Caleidoscopio barroco: voz y eco americano

Félix David García

Cuando grito, no es con mis palabras,


ni con mi voz, que el eco responde.

Silvina Ocampo, La vida clandestina

No es nuevo para nadie que cuando se habla de barroco lo que salta a la mente es la idea de
la exacerbación. El exceso procura protegernos de lo desierto, de ese horror vacui que
fantasmiza todo deseo de potencial completitud. En la imagen barroca no hay carencia
evidente: todo pretende estar lleno y servido a los ojos de quien mira, de quien lee.

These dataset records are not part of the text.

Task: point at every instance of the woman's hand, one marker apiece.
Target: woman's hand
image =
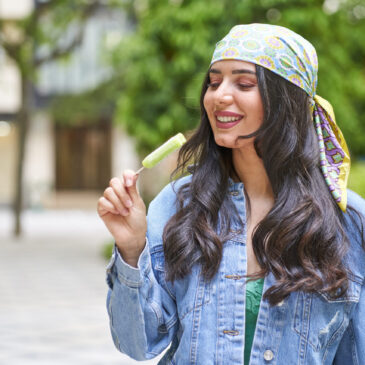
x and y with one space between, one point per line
124 213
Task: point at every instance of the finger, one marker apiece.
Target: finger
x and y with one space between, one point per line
105 206
130 181
110 195
121 192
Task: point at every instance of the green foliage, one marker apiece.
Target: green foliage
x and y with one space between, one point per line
163 62
357 178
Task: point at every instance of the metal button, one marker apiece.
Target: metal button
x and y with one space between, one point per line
268 355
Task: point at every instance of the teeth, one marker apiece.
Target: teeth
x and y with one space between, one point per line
228 119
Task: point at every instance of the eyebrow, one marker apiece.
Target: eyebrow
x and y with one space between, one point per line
234 72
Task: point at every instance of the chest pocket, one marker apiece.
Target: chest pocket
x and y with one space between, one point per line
321 320
190 293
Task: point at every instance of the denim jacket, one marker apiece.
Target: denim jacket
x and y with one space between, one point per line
204 322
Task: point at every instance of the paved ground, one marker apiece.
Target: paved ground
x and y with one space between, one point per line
52 292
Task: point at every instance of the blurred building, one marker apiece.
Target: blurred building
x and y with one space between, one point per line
65 166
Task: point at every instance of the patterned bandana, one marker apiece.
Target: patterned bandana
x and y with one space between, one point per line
291 56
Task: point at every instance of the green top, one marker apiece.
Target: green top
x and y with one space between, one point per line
253 299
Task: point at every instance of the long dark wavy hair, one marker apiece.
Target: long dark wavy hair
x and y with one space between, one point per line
301 240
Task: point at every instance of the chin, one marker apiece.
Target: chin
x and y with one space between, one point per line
232 142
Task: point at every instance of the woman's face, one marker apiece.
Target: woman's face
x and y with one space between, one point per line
233 103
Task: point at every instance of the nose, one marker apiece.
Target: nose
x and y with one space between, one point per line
223 95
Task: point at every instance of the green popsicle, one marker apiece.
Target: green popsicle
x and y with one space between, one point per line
161 152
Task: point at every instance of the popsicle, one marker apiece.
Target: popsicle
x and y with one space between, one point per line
163 151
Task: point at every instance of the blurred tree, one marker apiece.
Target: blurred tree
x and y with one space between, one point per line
163 63
51 31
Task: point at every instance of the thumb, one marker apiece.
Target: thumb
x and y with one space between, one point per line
130 182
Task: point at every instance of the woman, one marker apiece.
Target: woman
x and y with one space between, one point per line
264 200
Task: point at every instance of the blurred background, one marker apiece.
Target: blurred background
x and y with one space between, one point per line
87 88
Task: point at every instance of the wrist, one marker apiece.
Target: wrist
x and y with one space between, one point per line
131 256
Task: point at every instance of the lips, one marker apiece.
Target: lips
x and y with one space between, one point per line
226 119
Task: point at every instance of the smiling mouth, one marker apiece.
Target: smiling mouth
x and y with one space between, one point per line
224 119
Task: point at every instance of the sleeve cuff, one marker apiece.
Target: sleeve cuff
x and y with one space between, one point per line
127 274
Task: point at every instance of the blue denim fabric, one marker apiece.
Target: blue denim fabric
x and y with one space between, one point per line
204 321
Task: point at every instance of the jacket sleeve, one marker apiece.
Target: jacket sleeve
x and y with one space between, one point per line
142 310
351 350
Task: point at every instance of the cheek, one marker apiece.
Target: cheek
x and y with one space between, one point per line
207 102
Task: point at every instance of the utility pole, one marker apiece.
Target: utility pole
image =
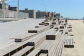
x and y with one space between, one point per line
18 5
18 9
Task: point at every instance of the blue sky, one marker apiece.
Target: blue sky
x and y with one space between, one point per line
68 8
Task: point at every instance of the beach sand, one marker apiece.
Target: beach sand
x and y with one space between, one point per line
78 32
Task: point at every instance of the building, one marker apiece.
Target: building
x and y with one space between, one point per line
13 8
40 14
32 13
6 6
58 15
26 10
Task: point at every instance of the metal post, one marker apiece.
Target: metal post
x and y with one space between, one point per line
3 8
18 9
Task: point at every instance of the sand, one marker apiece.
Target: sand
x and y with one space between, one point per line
78 32
12 29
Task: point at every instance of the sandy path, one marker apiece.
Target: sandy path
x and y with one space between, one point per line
78 32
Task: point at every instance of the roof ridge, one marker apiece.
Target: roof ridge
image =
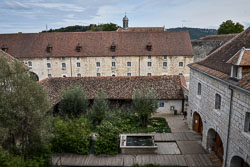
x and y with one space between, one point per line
225 44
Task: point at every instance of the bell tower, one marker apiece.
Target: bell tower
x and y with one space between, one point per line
125 22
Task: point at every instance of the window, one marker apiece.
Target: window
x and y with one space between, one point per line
235 71
181 64
217 101
30 64
48 65
247 122
199 89
63 66
164 64
129 64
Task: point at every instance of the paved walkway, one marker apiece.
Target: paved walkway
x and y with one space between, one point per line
180 148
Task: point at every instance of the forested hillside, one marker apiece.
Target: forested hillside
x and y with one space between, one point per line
196 33
89 28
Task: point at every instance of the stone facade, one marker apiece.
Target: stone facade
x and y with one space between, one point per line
218 119
88 66
169 106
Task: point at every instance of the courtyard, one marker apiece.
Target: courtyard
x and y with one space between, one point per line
182 147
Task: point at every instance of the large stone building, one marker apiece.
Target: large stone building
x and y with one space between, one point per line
130 52
219 101
167 89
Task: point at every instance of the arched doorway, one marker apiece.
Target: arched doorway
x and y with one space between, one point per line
197 123
238 162
34 76
214 143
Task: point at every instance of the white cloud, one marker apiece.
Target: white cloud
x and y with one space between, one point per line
15 5
60 6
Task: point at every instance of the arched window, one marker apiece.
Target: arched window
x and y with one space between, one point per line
217 101
199 89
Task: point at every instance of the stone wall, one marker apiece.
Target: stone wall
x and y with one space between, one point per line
204 105
167 105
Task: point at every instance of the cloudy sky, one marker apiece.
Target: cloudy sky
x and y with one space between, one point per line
33 15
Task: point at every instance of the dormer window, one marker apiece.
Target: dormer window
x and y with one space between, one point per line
4 48
113 47
78 47
49 48
149 46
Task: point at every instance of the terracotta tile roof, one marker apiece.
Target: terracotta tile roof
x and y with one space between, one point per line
218 64
165 87
10 59
142 29
245 60
219 37
97 44
217 60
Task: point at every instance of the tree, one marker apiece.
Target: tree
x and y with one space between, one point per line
100 106
74 102
144 104
23 109
230 27
71 136
108 140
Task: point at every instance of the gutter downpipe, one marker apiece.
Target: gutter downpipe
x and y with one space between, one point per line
229 123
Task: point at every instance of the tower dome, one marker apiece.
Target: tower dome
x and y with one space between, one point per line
125 22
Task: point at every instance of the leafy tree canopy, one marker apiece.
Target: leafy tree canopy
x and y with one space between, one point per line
99 108
23 109
74 102
230 27
70 136
89 28
144 104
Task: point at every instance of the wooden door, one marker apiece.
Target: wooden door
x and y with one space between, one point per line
200 126
245 165
196 123
218 147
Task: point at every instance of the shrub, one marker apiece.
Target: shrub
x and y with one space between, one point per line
74 102
108 140
7 160
100 107
71 136
144 104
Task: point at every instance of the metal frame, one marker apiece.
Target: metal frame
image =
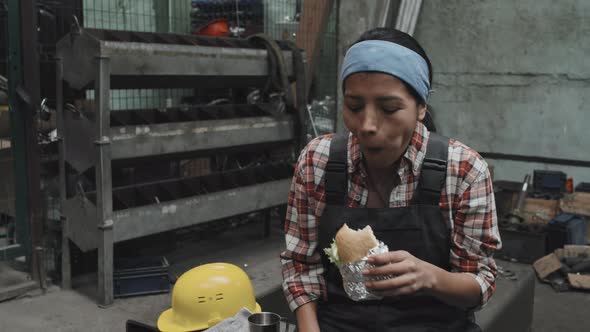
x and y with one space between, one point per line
23 240
115 63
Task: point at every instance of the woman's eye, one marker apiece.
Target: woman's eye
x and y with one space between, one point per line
391 110
355 108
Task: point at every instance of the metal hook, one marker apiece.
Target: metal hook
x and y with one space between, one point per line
76 28
80 190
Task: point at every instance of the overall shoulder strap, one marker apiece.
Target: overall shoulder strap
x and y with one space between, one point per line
336 173
434 171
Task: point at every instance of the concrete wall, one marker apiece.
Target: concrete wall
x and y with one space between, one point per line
512 77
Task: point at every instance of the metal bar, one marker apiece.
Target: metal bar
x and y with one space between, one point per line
11 252
31 84
15 77
21 288
66 269
103 182
186 62
267 220
310 32
146 220
141 141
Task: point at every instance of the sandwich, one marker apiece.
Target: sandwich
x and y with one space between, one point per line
350 246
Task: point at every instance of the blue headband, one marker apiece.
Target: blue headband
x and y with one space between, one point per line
389 58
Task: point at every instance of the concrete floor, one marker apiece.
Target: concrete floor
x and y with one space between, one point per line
75 310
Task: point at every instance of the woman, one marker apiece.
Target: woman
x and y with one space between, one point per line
428 198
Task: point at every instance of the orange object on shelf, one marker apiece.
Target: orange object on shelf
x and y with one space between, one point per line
569 185
215 28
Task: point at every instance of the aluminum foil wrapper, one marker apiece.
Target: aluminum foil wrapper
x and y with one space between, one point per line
353 279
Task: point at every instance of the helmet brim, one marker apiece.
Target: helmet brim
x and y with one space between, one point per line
166 322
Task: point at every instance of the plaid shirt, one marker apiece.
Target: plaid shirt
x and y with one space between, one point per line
467 203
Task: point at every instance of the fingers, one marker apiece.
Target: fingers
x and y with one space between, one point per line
388 257
403 267
404 284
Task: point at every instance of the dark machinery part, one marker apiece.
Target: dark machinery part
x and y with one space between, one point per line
515 217
101 210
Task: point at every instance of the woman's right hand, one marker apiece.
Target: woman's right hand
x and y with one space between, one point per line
307 319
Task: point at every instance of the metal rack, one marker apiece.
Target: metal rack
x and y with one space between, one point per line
94 139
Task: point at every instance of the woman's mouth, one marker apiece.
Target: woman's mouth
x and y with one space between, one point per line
374 149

Y aunque
la pintura, la arquitectura, incluso la literatura, comprenden lo barroco a su modo, cada
expresión estética aún contempla su esencia original.

En Latinoamérica, el barroco adquiere una importancia fundacional. Podríamos pensar que


la articulación de diferentes culturas se refugia en los pliegues de esta estética barroca. Basta
con mirar la fachada y el interior de cualquier catedral latinoamericana del siglo XVII o XVIII
para descubrir cómo los vestigios de una cultura sobrevive a la otra; cómo un edificio se hace
imponente o es exageradamente colorido y aun así encuentra asidero dentro de su misma
estética, porque el principio del barroco no es el exceso o la proliferación per se, sino su
capacidad integradora, su flexibilidad intrínseca que sostiene -en este caso- a América como
pluralidad, y consiente que se funda y deslice en un préstamo continuo.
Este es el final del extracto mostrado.